Sounds like a great conference, though I disagree with the statement that "there are no examples of the use of biophysical data to drive medchem prospectively." After all, what's SBDD without the S?

Dr. Teddy Z said...

poor choice of phrases, I think biophysics in that context means thermodynamic/kinetic data.

Peter Kenny said...

Something to remember when thinking about binding kinetics is that, for a given Kd, a slow off rate means a slow on rate. In a pharmacokinetic context, one needs to consider both and not focus exclusively on the former.

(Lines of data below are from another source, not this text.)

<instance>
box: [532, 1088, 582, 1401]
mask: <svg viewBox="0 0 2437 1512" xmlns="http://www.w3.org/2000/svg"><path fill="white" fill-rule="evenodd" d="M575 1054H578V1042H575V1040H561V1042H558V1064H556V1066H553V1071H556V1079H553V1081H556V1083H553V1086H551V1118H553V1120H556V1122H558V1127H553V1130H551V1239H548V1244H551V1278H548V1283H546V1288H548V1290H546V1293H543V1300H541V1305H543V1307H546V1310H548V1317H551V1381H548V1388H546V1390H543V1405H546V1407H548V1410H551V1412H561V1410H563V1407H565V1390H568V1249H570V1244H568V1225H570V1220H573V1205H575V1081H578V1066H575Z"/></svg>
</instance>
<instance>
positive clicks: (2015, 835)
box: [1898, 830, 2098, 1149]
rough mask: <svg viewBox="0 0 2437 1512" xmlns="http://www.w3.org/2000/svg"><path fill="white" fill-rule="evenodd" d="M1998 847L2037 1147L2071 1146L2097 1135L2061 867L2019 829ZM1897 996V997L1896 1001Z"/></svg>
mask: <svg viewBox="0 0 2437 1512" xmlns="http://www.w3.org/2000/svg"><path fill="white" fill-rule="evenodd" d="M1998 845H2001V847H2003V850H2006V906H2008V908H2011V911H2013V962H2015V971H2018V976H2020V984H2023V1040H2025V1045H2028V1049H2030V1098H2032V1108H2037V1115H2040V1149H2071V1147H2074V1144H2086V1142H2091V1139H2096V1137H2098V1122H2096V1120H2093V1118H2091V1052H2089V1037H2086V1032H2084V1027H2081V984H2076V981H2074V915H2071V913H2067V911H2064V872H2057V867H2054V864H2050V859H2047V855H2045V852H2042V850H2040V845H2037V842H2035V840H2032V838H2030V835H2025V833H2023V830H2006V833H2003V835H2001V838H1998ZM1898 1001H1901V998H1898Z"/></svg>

I would challenge the assertion that LO is driven by entropy. Optimisation of leads is multiparametric in nature and individual different projects will face different issues. Exploring ways of introducing polarity without compromising affinity is a common LO strategy. However, you can do this using logP to quantify polarity. LLE can be used in this context although I believe there are better ways (see http://dx.doi.org/10.1007/s10822-013-9655-5 ). Ionisation is something that really needs to be considered when modulating polarity in a design framework and the biophysical folk (and anybody pushing lipophilicity-based efficiency metrics) do need to show that they are at least thinking about this if they want medicinal chemists to take them seriously.

Dr. Teddy Z said...

Pete, He had a graph showing Enthalpy and entropy as a function of where the compound was in development. So, you can argue with the data not me. :-)

Glyn Williams said...

Hi Pete,

I agree with both of your comments. The talk by Markku Hamalainen was a bit of a wake-up call for me personally since there are a growing number of cases where rates differ from the expectations of diffusion-controlled potency by more than 5-orders of magnitude. There was an anecdotal story of a sleeping-pill trial that led the first volunteer to sleep for a week...
On the second point, I had not intended to imply in my talk that our LO is being driven by entropy gains. Simply that, on average, that seems to be a consequence of our methods. Of course it depends on the average thermodynamic propeties of your compounds at the start of LO and probably says more about our use of structure, LE and LLE up to that point. If you look at individual compounds, not the average, our clinical candidates are not the most entropically favourable members of their series.

Morten Grøftehauge said...

Too many abbreviations.
"LogP occurs in H2L and stays the same in LO."

I assume hit-to-lead and ligand/lead optimisation. LogP is the logarithm of the partition coefficient. The sentence does still not make sense to me.